Lorsqu’ils reconnaissent la pertinence d’une analyse sociale critique mais ne peuvent la mettre en pratique dans leur fonction s’ils escomptent gravir les échelons, les directeurs et autres sous-fifres des niveaux supérieurs déplorent des conflits que génère nécessairement le fait de penser contre l’ordre dominant. C’est ainsi que lorsqu’on mit en doute mes compétences, dans le cadre de mon travail dans l’enseignement, l’accusation notait à mon sujet: « La vision du rôle qu’il espère faire jouer au centre dans l’amélioration du système éducatif a donné lieu à des analyses et des projets d’interventions intéressants mais est vite apparue comme source de frictions et de freins dans leur concrétisation. La part donnée à l’analyse institutionnelle et à la responsabilité de l’école dans les situations problèmes, même si certaines dimensions sont pertinentes, fait obstacle au travail dans toutes ses composantes. Ses positionnements génèrent des tensions  ». C’est que ces suppôts du pouvoir qui s’ignorent s’imaginent que les tentatives d’amélioration du système éducatif ne provoqueront pas de levées de boucliers ; ils croient pouvoir en toute quiétude lutter contre l’ordre dominant et ceux qui lui obéissent, consciemment ou non, sans générer des frictions. Mais c’est juste parce qu’ils ne luttent pas contre mais y participent, et que dès lors ils s’inquiètent des tensions induites par la contestation, ces mêmes tensions dont ils prenaient prétexte pour… ne rien faire.
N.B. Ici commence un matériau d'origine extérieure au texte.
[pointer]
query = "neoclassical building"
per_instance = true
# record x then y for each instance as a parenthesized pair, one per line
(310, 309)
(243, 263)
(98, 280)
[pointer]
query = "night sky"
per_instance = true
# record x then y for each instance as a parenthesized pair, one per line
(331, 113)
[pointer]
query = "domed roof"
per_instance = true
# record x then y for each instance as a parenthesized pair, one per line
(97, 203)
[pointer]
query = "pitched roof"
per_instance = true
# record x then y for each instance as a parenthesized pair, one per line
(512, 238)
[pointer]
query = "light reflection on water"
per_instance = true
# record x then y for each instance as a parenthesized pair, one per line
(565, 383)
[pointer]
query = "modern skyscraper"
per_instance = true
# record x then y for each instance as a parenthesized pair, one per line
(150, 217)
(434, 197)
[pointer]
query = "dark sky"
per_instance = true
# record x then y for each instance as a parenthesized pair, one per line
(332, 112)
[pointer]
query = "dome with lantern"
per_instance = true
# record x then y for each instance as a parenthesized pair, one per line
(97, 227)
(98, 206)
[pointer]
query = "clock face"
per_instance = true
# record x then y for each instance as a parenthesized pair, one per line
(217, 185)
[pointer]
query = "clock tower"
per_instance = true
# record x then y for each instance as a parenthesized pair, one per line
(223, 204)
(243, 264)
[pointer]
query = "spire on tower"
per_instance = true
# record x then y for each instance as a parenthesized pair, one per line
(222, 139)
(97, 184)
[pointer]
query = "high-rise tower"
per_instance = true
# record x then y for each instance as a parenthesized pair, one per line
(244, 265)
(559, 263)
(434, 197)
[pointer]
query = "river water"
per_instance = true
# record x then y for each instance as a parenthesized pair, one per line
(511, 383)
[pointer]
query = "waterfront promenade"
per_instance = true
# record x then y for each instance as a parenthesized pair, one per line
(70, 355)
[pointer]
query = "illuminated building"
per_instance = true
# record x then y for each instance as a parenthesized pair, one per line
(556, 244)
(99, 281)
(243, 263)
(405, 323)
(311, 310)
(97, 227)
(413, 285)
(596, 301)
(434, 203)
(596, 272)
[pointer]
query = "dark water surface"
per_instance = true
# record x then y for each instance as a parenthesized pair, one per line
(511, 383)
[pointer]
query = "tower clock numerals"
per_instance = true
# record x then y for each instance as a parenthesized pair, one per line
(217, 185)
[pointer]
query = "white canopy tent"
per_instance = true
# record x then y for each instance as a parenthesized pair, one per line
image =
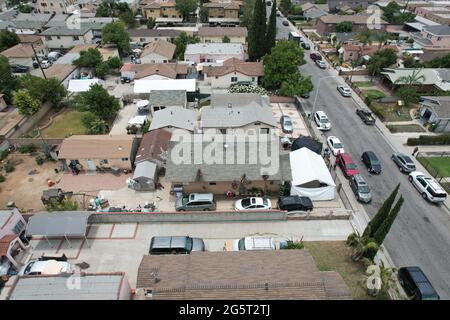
(310, 176)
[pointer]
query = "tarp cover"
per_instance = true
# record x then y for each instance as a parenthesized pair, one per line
(58, 224)
(309, 168)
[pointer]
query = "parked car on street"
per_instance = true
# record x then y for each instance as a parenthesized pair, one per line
(250, 244)
(196, 202)
(366, 116)
(360, 188)
(253, 203)
(335, 145)
(370, 159)
(322, 121)
(46, 267)
(315, 56)
(345, 162)
(175, 245)
(295, 203)
(428, 188)
(321, 64)
(286, 124)
(416, 284)
(344, 91)
(403, 162)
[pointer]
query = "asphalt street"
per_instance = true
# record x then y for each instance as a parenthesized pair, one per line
(420, 235)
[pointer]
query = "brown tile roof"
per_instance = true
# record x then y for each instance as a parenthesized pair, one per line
(96, 147)
(222, 31)
(161, 47)
(169, 70)
(151, 144)
(235, 65)
(59, 71)
(20, 51)
(357, 19)
(280, 274)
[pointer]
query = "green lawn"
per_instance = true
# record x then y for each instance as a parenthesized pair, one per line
(441, 165)
(373, 93)
(362, 84)
(65, 124)
(335, 256)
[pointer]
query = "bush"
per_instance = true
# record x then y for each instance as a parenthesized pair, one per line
(27, 148)
(443, 139)
(9, 167)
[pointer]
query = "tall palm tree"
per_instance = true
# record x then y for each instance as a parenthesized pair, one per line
(412, 79)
Les champs du pouvoir et les pratiques qu’ils mettent en œuvre se structurent pareillement dans toutes les sphères. Ne pouvant reprocher le fond que portent vos intentions bienveillantes, on trouvera d’autres prétextes pour vous mettre en défaut : votre style personnel ou le non-respect des voies hiérarchiques à suivre en sont des exemples.

Ces attaques ad hominem escamotent la pertinence de l’analyse que vous mettiez pourtant à portée des autres, elles visent à pointer du doigt l’individu pour ne pas voir les dysfonctionnements d’un système. Si d’autres, plus nombreux, s’exprimaient dans ces lieux disséminés du pouvoir, des changements pourraient avoir lieu. Mais comme celui qui constate l’anormalité de la norme attend toujours d’un autre qu’il le précède pour l’exprimer, ou ne pense même pas le faire en se rassurant que ça ne servirait à rien, peu de choses changent. Il est bien de défiler dans les cortèges de manifestants pour porter collectivement la contestation, mais il est tout aussi indispensable, si pas plus, d’oser porter la critique dans les lieux plus personnalisés que sont le travail, l’école, l’université, le quartier… mais le second demande certainement plus d’audace, là où il s’agit de se mettre en danger personnellement, avec le risque de ne recevoir de soutien de… personne.

Il est pourtant malheureux que les convaincus du dysfonctionnement ne portent pas plus nombreux leur analyse dans les assemblées concernées. Car on aurait là des foyers épars de contestation pouvant déboucher sur des changements plus globaux.

En résumé, refusons de taire la contestation, même au risque de demeurer seul!